Raiza [00:12:10]: They were, like, oh, no!
Raiza [00:12:12]: I was, like, okay, just finish eating and then let's go figure out what to do.
Raiza [00:12:15]: Yeah.
Alessio [00:12:15]: I think a post-mortem would be fun, but I don't think we need to do it on the podcast now. Can we just talk about what's behind the magic? So, I think everybody has questions, hypotheses about what models power it. I know you might not be able to share everything, but can you just get people very basic? How do you take the data and put it in the model? What text model you use? What's the text-to-speech kind of, like, jump between the two? Sure.
Raiza [00:12:42]: Yeah.
Raiza [00:12:42]: I was going to say, SRaiza, he manually does all the podcasts.
Raiza [00:12:46]: Oh, thank you.
Usama [00:12:46]: Really fast. You're very fast, yeah.
Raiza [00:12:48]: Both of the voices at once.

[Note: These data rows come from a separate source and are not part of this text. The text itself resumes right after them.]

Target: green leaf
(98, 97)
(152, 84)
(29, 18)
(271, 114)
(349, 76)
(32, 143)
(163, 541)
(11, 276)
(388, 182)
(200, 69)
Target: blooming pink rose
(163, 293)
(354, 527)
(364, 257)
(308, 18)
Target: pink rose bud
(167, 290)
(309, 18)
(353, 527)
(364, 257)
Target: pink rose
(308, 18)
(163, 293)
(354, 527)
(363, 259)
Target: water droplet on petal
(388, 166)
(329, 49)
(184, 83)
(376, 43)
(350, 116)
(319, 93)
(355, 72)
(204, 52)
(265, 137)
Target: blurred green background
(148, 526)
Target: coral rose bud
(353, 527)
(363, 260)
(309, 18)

Usama [00:12:51]: Voice actor.
Raiza [00:12:52]: Good, good.
Usama [00:12:52]: Yeah, so, for a bit of background, we were building this thing sort of outside Notebook LM to begin with. Like, just the idea is, like, content transformation, right? Like, we can do different modalities. Like, everyone knows that. Everyone's been poking at it. But, like, how do you make it really useful? And, like, one of the ways we thought was, like, okay, like, you maybe, like, you know, people learn better when they're hearing things. But TTS exists, and you can, like, narrate whatever's on screen. But you want to absorb it the same way. So, like, that's where we sort of started out into the realm of, like, maybe we try, like, you know, two people are having a conversation kind of format. We didn't actually start out thinking this would live in Notebook, right? Like, Notebook was sort of, we built this demo out independently, tried out, like, a few different sort of sources. The main idea was, like, go from some sort of sources and transform it into a listenable, engaging audio format. And then through that process, we, like, unlocked a bunch more sort of learnings. Like, for example, in a sense, like, you're not prompting the model as much because, like, the information density is getting unrolled by the model prompting itself, in a sense. Because there's two speakers, and they're both technically, like, AI personas, right? That have different angles of looking at things. And, like, they'll have a discussion about it. And that sort of, we realized that's kind of what was making it riveting, in a sense. Like, you care about what comes next, even if you've read the material already. Because, like, people say they get new insights on their own journals or books or whatever. Like, anything that they've written themselves. So, yeah, from a modeling perspective, like, it's, like Reiza said earlier, like, we work with the DeepMind audio folks pretty closely. So, they're always cooking up new techniques to, like, get better, more human-like audio. And then Gemini 1.5 is really, really good at absorbing long context. So, we sort of, like, generally put those things together in a way that we could reliably produce the audio.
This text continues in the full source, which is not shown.